Today, Regent’s portfolio consists of six hotels, comprising approximately 2,000 rooms, located in Beijing, Taipei, Berlin, Chongqing, Montenegro, and Singapore. Three more hotels are in the pipeline for Harbin (China); Jakarta (Indonesia), and Phu Quoc (Vietnam), and today, IHG also announced that its InterContinental Hong Kong, which originally opened as a Regent back in 1980, will become a Regent Hotel in early 2021, following an extensive refurbishment.
“That hotel is an iconic hotel, not just in Hong Kong, but around the world,” an IHG spokesperson noted. “That will be great in setting the standards for the Regent brand and what we can do it.”

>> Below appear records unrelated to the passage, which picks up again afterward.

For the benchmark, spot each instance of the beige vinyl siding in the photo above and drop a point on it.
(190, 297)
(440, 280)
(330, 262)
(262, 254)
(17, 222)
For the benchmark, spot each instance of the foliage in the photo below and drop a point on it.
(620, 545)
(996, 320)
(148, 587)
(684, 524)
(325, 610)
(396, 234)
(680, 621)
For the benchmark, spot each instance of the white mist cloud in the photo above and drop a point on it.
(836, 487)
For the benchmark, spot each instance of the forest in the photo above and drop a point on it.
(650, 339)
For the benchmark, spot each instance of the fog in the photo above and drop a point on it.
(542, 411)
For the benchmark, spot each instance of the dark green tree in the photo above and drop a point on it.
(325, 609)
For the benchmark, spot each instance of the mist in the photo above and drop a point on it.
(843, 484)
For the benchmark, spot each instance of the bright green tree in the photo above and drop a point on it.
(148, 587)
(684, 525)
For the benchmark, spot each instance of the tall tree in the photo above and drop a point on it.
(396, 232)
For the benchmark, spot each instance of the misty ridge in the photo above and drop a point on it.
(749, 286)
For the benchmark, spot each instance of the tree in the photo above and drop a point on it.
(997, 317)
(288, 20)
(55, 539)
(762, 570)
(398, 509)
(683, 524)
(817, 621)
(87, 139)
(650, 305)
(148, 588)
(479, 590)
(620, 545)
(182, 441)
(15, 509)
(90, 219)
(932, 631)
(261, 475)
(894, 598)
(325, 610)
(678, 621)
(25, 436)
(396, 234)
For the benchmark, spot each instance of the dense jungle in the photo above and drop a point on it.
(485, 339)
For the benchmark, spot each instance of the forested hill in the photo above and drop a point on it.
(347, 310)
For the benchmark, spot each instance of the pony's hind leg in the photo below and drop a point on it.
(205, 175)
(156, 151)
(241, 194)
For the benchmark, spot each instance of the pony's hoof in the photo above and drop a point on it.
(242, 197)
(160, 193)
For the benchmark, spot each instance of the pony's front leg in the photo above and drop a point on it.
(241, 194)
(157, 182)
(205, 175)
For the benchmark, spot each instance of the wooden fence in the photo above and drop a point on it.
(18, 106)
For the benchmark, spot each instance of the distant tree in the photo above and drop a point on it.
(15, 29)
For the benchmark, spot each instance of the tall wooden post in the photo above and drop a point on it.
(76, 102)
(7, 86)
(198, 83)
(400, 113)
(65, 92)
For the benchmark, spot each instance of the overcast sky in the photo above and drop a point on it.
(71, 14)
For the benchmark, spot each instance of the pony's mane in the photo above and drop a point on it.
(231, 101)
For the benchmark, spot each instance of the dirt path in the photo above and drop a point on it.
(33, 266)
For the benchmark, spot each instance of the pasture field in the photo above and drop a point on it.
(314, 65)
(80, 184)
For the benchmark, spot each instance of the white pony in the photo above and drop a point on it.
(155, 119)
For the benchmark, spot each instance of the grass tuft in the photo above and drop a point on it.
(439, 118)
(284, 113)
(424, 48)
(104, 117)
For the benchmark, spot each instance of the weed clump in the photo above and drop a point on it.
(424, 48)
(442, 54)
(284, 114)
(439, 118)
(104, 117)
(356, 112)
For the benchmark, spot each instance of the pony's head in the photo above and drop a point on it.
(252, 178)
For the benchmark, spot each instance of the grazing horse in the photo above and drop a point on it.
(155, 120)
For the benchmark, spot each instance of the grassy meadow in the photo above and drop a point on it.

Regent’s chairman, Steven Pan, the executive chairman of Formosa International Hotels, said in the same release, “Regent was founded by legendary hotelier Robert H. Burns, who sought to combine Asian hospitality and Western elegance to create a leading luxury hotel brand. The brand has an unrivalled heritage at the very top end of the luxury segment and the flagship Regent Hong Kong was consistently voted the world’s best hotel in the 1980’s and 1990’s. Returning the property to its original roots as a Regent hotel is symbolic of our ambition to return the brand to its former glory and will go down in history as one of the greatest brand comebacks in the hotel industry.”
Regent will also comprise a new dedicated luxury division for IHG, alongside the InterContinental Hotels brand. Its addition to the IHG brand portfolio also gives IHG’s current InterContinental Hotels owners the opportunity to brand new or existing properties under the Regent brand going forward.
More Deals, New Brands on the Way
Previously, Barr has noted that IHG is potentially eyeing one or two luxury brands to purchase. Could another luxury brand acquisition still be forthcoming?
An IHG spokesperson wouldn’t elaborate, only to say that “we’re always looking.”
The company also noted, however, that it plans to launch an upscale conversion brand in the Europe, Middle East, Africa, and Asia region this year as well.
IHG’s 51 percent cash acquisition of $39 million will comprise a joint venture with Formosa International Hotels to purchase the Regent Hotels and Resorts brand and associated management contracts. IHG will make the payment in three tranches of $13 million, the first upon the date of completion, the second in 2021 and the third in 2024.
IHG plan to fund the acquisition within its existing capital expenditure guidance of up to $350 million gross, and $150 million net, per annum into the medium term. Whether or not IHG can purchase Regent Hotels for a price tag of less than $100 million will determine the “phased manner” of purchasing the remaining 49 percent of the company.
Early reaction from investor analysts is positive regarding the purchase. Bernstein’s Richard J Clarke estimates Regent Hotels will add an additional 3.5 percent ($74.2 million) to IHG’s revenue over the long term, while Credit Suisse’s analysts said it expects “investors to welcome this step.”